Однажды к его блиндажу вышла такая группа — человек десять, последние из какого-то полка, и вёл их майор, едва держащийся на ногах, с почерневшим от голода лицом. Корнев принял их, накормил, перевязал, отогрел. И майор, отогревшись, цепляясь за его рукав, говорил, говорил, будто боялся не успеть рассказать:
— Там… там армия гибнет, доктор. Командующий с нами до последнего… не бросил, не улетел, хотя самолёт присылали за ним — отказался, остался со своими. Сказал: я солдат, с солдатами останусь. А мы… мы патроны последние… траву едим, кору… Пробейтесь к нам, доктор! Слышите⁈ Пробейтесь, там же тысячи ещё, живых!

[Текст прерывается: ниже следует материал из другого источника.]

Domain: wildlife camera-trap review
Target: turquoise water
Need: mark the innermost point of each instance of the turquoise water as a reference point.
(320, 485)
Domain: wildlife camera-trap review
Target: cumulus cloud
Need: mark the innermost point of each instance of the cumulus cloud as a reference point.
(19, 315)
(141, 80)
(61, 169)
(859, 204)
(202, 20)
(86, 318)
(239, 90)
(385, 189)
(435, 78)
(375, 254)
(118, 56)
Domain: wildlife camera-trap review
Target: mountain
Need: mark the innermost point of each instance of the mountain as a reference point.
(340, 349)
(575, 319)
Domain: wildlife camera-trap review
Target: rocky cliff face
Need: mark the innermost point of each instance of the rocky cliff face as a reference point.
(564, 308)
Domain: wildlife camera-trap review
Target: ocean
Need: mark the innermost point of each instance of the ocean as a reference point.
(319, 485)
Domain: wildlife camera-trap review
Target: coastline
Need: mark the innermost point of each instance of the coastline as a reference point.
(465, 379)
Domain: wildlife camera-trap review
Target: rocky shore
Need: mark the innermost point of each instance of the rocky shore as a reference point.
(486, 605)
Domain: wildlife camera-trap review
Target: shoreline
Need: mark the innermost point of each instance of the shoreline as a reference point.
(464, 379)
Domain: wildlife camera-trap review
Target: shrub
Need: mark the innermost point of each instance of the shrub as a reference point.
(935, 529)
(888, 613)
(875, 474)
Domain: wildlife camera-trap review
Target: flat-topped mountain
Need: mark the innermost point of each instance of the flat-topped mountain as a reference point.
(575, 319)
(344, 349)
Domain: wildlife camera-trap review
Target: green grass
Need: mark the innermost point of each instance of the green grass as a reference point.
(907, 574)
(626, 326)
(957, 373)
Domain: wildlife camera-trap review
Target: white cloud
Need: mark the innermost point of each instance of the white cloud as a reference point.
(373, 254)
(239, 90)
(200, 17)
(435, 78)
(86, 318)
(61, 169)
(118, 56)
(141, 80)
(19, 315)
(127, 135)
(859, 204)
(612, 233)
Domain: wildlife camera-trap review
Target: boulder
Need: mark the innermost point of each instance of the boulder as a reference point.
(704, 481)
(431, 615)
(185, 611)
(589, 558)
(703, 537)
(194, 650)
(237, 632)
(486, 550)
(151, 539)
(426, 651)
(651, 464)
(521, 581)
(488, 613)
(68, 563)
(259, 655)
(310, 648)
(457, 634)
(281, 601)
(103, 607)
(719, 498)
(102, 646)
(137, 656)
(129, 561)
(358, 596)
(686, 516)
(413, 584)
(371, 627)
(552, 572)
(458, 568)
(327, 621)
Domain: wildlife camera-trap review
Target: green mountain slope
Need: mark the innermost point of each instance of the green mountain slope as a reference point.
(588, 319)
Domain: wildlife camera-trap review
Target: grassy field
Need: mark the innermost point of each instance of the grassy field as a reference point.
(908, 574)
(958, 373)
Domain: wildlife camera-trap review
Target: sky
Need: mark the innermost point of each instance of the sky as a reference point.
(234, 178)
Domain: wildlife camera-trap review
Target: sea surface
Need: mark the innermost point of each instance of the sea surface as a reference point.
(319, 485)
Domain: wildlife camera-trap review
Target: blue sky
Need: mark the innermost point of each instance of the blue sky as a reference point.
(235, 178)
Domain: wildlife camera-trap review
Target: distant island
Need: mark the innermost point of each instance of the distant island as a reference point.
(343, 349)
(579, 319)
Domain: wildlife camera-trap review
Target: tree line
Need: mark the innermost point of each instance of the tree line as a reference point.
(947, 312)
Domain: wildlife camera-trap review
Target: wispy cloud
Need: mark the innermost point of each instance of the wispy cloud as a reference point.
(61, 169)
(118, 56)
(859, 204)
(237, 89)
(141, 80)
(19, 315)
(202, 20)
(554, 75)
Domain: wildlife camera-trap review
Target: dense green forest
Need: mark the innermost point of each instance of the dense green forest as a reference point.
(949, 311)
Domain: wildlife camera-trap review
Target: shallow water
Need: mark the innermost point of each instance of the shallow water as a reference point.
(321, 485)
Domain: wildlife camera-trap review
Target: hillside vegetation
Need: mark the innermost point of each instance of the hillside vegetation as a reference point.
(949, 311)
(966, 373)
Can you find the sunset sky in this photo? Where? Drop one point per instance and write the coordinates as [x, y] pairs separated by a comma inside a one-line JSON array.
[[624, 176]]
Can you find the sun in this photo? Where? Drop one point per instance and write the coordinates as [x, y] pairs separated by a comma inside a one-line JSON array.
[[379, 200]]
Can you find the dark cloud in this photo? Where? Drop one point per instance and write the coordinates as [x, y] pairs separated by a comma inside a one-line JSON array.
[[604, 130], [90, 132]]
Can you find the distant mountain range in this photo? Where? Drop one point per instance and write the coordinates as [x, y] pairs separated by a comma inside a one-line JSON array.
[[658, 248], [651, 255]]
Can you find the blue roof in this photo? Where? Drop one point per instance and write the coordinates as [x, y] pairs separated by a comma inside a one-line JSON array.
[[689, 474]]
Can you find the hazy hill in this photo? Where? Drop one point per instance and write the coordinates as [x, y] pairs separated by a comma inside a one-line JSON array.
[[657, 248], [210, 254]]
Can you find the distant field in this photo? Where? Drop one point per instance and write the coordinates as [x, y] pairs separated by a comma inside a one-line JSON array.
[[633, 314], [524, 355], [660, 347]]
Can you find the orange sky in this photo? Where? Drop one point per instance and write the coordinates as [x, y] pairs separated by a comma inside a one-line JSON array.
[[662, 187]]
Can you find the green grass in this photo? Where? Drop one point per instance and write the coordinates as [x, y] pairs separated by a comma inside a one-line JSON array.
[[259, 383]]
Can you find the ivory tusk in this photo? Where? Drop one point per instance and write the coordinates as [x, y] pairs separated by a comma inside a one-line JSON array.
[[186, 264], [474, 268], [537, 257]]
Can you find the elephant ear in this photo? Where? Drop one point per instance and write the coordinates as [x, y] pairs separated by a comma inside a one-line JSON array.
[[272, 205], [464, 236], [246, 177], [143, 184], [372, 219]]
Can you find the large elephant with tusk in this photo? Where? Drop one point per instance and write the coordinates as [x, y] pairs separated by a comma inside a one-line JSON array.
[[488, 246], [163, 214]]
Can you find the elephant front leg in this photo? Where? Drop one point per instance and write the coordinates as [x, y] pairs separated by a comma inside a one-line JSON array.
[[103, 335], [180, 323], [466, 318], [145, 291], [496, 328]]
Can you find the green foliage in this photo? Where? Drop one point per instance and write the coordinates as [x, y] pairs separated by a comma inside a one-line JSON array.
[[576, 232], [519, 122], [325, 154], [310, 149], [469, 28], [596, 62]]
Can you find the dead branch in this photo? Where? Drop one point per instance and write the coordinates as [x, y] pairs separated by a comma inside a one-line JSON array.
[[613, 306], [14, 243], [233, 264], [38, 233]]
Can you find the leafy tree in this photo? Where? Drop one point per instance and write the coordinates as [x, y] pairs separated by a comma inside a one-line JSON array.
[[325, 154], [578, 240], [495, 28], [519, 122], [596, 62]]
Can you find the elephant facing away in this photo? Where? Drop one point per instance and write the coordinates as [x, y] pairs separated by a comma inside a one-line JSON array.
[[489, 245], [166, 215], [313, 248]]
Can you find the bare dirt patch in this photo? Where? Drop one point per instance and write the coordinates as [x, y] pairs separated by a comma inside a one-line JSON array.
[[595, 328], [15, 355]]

Корнев держал его за руки и не знал, что сказать. Сказать «пробьёмся»? Он знал, что нет. Сказать правду — что армия обречена, что командующий застрелится в апреле, что тысячи, о которых молит этот майор, почти все останутся в этих лесах навсегда? Нельзя. Невозможно.
— Делаем всё, что можем, — сказал он тихо. — Бьёмся навстречу. Каждый день.
И это было правдой — и было ничтожно мало против того, что он знал.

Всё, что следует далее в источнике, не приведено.